Terzo Tempo di MOMEC è un piccolo spazio dedicato a un singolo partecipante alla volta: si visita soli, ma si può vivere insieme a chi si desidera. Il progetto di rsidenza di MOMEC ruota attorno alla possibilità di costruire un'esperienza significativa per il singolo partecipante a partire dalla raccolta e dalla stratificazione di memorie che possono diventare condivise. MOMEC è un collettivo di persone unite dalla volontà di riattivare la capacità di ricordare. Nato da un’idea di Mario Previato, ex attore del Teatro del Lemming e copywriter, il gruppo ritorna a lavorare sul rapporto tra memoria singolare e collettività.

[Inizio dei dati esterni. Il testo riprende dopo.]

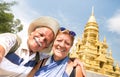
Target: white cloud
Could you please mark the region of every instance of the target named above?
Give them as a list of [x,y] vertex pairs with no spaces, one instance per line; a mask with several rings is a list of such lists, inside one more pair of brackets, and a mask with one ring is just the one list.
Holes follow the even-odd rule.
[[120,34],[120,10],[113,15],[108,21],[108,30]]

La memoria è sempre uno spazio dedicato all’incontro, prima con la città (Guida alla Memoria, 2018), poi tra sconosciuti (Soggetti Comuni, 2019) e oggi con le persone della nostra vita, attraverso un Terzo Tempo che ci mette in contatto prima di tutto con noi stessi.

 

CANTIERE ARTAUD > in streaming dal 4 al 10 novembre / in TEATRO STUDIO dal 23 - 30 novembre | restituzione 30 novembre 2021

Cantiere Artaud è un collettivo di ricerca teatrale fondato ad Arezzo nel 2016 da Sara Bonci e Ciro Gallorano. Nel 2020 la compagnia è stata riconosciuta dalla Regione  Toscana come giovane formazione di prosa. Il nome dell’Associazione sottolinea la volontà di essere sempre pronti a nuove sperimentazioni e vuole essere un omaggio ad  Antonin Artaud, precursore di un teatro che tende a smuovere i nervi. Allo spettatore viene chiesto di lasciarsi condurre dentro un labirinto fatto di piccoli gesti e suoni  primordiali, silenzi e ombre. La residenza è dedicata ad un nuovo progetto produttivo ispirato alle opere di Igmar Bergman: Il volto di Karin prende il titolo dall’omonimo cortometraggio del regista svedese dedicato alla memoria della madre Karin Åkerblom, elegia iconografica al tempo che scorre e all’importanza di sedimentare la memoria, incarnata dalle fotografie. Nel documentario Bergman mette in sequenza una serie di  fotografie della madre dai 3 anni fino a pochi giorni prima della morte. In esso si avverte l’inafferrabilità del tempo, ma anche la capacità di creare attraverso la visione una dimensione altra, quella del ricordo, che permette di colmare momentaneamente un’assenza data dalla perdita creando una realtà virtuale.